Sam is now 18 and poised to learn more about finance and banking at university as he looks to a career in wealth management. But his advice raises pertinent questions. How important is financial literacy and when do we start teaching students to manage their own money? Do societal notions of wealth affect our ability to discuss money and morality with our students? Or do we need to reconcile both and teach our students, as Ralph Waldo Emerson puts it: "A dollar is not value, but representative of value, and, at last, of moral values."
My husband and I ticked off most of our "check list" of things we believed our children had to know before they went off to university: piano lessons, dance and art classes, and various sports.
However, our discussions about money were limited to vague instructions on the need to manage within their allowance and save, if possible.
So it was not surprising to read that a recent survey of American high school seniors found they showed a poor ability to make age-appropriate financial decisions.
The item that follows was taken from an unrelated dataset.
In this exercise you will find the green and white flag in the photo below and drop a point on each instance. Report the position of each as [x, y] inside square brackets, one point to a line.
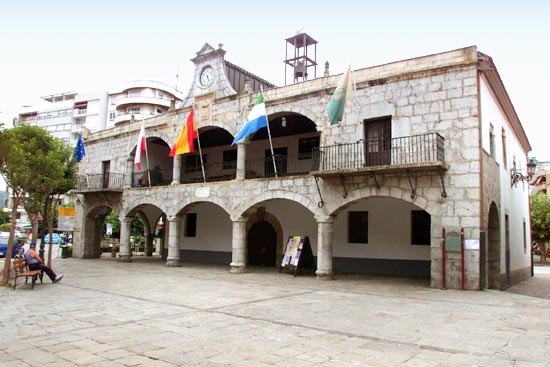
[335, 107]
But students with higher financial literacy scores are less likely than others to bounce a cheque and more likely to balance their books.
Several studies show that financial literacy is positively related to self-beneficial financial behaviour. Yet other studies show that high school classes in finance and money management have not been effective in raising levels of financial literacy.
When Sam showed an interest in his uncle's stock trading business, his father got him access to a virtual trading platform to learn the ropes of fundamental and technical analysis. By the time I was teaching him in Form Two, he had his own e-trade account, having invested the money he received for his bar mitzvah.